THE FOLLOWING IS A “CONTRIVED” EXAMPLE THAT ILLUSTRATES A SITUATION IN WHICH PRECISION MAY BE SUBSTANTIALLY REDUCED BY MATCHING ON THE PROPENSITY SCORE.  IN THIS EXAMPLE, THE OUTCOME OF INTEREST IS JUMPING HEIGHT.  SUPPOSE THAT WE MATCH ON WHETHER OR NOT AN INDIVIDUAL IS IN THE ARMED FORCES.  THIS VARIABLE HAS A STRONG EFFECT ON FITNESS, AND THEREFORE ON JUMPING ABILITY.

Picture37

Picture38

FOR THE PURPOSES OF THIS EXAMPLE, SUPPOSE THAT STRATIFICATION IS DONE ON THE PROPENSITY SCORE, AND THAT THERE ARE JUST TWO VALUES OF IT, VIZ., 0 AND .1.   THIS EXAMPLE IS ADMITTEDLY EXTREME, BUT IS BEING USED TO ILLUSTRATE A POINT.  FURTHERMORE, LET US ASSUME THAT INDIVIDUALS ARE FORMED INTO MATCHED PAIRS BY MATCHING ON THE PS.

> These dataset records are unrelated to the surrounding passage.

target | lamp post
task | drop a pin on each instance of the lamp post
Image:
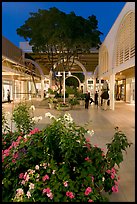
(59, 74)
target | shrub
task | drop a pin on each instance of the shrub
(58, 164)
(22, 118)
(73, 101)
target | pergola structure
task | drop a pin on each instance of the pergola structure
(88, 60)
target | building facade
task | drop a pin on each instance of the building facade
(117, 57)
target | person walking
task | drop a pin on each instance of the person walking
(8, 96)
(96, 99)
(87, 98)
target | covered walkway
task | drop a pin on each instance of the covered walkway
(103, 124)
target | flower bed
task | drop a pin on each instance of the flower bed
(58, 164)
(63, 106)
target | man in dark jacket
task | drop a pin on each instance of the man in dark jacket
(87, 98)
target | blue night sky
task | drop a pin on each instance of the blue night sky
(14, 14)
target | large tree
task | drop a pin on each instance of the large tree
(53, 31)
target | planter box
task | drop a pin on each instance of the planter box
(51, 105)
(52, 95)
(71, 95)
(82, 102)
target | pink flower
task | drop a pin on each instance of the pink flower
(26, 177)
(21, 175)
(112, 176)
(87, 158)
(50, 195)
(46, 177)
(87, 139)
(88, 190)
(108, 171)
(15, 156)
(115, 189)
(35, 130)
(13, 160)
(65, 183)
(116, 182)
(113, 170)
(19, 138)
(71, 195)
(46, 190)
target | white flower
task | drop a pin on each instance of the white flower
(31, 186)
(28, 194)
(37, 167)
(32, 107)
(67, 117)
(20, 192)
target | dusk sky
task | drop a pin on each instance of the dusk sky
(14, 14)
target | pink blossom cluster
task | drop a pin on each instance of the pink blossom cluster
(35, 130)
(70, 194)
(66, 183)
(46, 177)
(6, 152)
(88, 191)
(48, 192)
(115, 188)
(112, 172)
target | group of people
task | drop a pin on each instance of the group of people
(89, 100)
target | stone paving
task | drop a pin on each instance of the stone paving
(103, 123)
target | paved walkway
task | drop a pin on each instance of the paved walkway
(103, 124)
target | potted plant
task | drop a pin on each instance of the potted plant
(63, 106)
(73, 102)
(58, 164)
(52, 102)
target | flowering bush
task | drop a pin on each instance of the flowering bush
(58, 164)
(73, 101)
(62, 105)
(22, 118)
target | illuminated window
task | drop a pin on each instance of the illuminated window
(103, 59)
(125, 44)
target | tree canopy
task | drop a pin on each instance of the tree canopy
(53, 30)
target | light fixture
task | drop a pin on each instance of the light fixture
(59, 74)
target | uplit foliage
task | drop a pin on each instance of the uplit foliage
(58, 164)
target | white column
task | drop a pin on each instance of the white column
(13, 88)
(42, 87)
(85, 83)
(64, 85)
(50, 79)
(99, 98)
(94, 86)
(112, 92)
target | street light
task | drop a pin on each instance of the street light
(59, 74)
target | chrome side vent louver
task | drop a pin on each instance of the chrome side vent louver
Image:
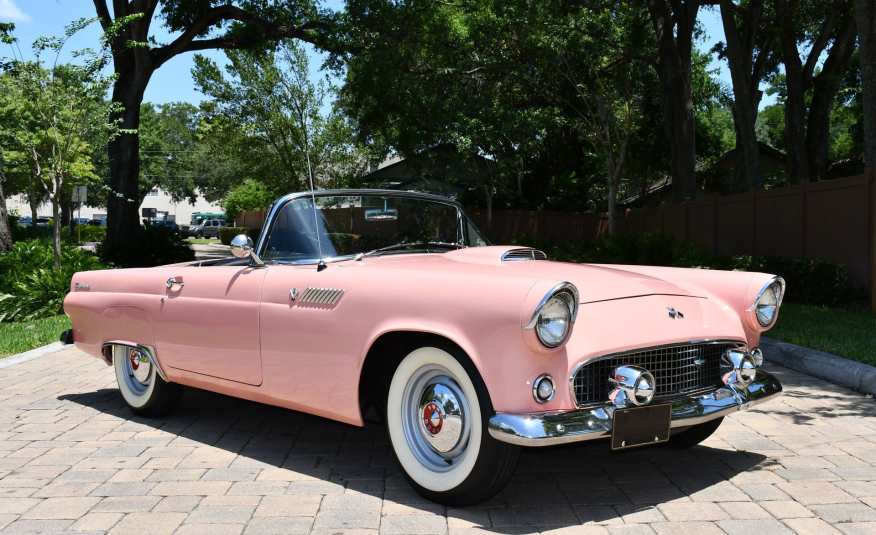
(321, 296)
(524, 254)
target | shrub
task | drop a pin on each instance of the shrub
(151, 246)
(228, 233)
(31, 287)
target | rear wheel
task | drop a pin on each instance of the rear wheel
(694, 435)
(437, 413)
(145, 392)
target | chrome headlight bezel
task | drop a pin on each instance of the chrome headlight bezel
(567, 293)
(777, 284)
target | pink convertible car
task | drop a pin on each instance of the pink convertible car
(393, 302)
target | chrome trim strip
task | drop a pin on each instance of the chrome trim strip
(149, 350)
(563, 286)
(563, 427)
(752, 310)
(532, 254)
(583, 363)
(282, 201)
(321, 296)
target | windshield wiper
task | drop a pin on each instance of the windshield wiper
(398, 246)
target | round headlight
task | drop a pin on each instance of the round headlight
(767, 304)
(554, 321)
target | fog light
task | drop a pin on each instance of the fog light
(543, 388)
(634, 385)
(741, 367)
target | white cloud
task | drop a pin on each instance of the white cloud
(10, 11)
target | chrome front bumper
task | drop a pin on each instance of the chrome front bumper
(563, 427)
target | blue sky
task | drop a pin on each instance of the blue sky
(173, 81)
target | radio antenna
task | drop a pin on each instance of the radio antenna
(321, 265)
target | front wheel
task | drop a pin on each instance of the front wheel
(145, 392)
(437, 413)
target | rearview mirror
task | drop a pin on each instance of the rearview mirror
(384, 214)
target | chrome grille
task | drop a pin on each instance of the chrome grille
(322, 296)
(678, 369)
(524, 254)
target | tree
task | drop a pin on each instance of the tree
(202, 25)
(748, 49)
(816, 24)
(278, 110)
(674, 23)
(65, 103)
(865, 14)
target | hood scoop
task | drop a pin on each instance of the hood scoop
(525, 253)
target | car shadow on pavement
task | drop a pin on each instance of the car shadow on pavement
(263, 450)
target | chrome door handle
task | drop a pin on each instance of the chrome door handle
(171, 281)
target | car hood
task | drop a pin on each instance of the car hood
(595, 283)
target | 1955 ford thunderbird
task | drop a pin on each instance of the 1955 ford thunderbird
(394, 302)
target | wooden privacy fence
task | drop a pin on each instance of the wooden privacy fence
(830, 220)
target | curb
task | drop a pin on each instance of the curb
(12, 360)
(844, 372)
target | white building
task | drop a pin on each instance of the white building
(161, 201)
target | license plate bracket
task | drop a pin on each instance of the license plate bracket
(640, 426)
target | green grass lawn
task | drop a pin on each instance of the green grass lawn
(17, 338)
(833, 330)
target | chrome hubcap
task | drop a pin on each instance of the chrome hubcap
(435, 418)
(443, 420)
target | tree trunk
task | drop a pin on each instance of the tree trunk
(56, 221)
(824, 91)
(673, 70)
(5, 234)
(795, 102)
(124, 153)
(745, 95)
(32, 201)
(865, 13)
(612, 206)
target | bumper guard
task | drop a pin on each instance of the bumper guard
(563, 427)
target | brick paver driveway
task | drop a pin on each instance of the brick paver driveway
(74, 458)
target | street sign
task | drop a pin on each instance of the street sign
(80, 194)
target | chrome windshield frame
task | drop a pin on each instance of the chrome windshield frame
(280, 203)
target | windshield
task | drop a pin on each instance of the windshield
(353, 225)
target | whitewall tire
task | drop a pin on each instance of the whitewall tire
(437, 411)
(143, 389)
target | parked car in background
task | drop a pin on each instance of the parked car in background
(357, 301)
(208, 228)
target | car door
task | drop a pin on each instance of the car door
(208, 322)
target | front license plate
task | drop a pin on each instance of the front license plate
(640, 426)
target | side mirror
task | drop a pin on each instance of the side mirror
(242, 247)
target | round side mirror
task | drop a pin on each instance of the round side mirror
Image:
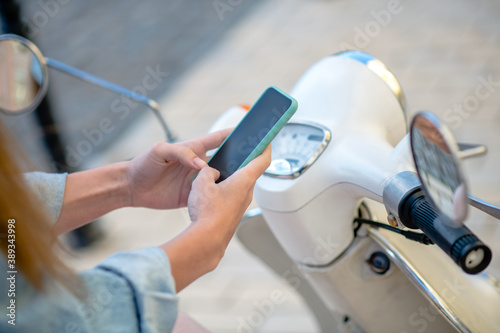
(23, 75)
(436, 156)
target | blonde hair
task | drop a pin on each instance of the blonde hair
(34, 238)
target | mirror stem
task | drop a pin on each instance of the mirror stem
(153, 105)
(484, 206)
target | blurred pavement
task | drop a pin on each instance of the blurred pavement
(440, 52)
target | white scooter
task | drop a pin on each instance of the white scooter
(340, 167)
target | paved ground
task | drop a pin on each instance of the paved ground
(442, 53)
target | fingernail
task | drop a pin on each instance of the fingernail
(199, 163)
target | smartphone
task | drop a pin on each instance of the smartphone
(254, 132)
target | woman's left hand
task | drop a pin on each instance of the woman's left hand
(161, 176)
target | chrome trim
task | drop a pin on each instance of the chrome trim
(484, 206)
(327, 136)
(379, 68)
(451, 144)
(45, 83)
(417, 279)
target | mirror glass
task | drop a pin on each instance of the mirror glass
(435, 152)
(23, 76)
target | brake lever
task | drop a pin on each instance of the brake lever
(484, 206)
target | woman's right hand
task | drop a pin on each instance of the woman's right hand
(215, 210)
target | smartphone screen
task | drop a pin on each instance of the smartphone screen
(254, 133)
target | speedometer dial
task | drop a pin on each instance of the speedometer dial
(295, 148)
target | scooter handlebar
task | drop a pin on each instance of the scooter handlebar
(465, 248)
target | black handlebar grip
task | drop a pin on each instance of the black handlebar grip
(459, 243)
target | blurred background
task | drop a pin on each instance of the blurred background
(208, 55)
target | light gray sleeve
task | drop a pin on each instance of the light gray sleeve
(49, 188)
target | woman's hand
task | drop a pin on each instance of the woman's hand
(161, 176)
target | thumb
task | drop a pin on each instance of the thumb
(206, 175)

PEOPLE ARE REJECTED FROM THE ARMED FORCES BECAUSE THEY ARE TOO SHORT OR TOO TALL.  SINCE JUMPING ABILITY DEPENDS ON HEIGHT, THE DISTRIBUTION OF GROUP ABILITY WILL BE VERY VARIABLE FOR THE NON-SERVICE GROUP.  (THIS IS A GOOD EXAMPLE OF RUBIN’S POINT THAT CONTROL GROUPS MAY CONTAIN EXTREME VALUES OF COVARIATES, AND BE INTERNALLY MUCH MORE VARIABLE THAN TREATMENT GROUPS.)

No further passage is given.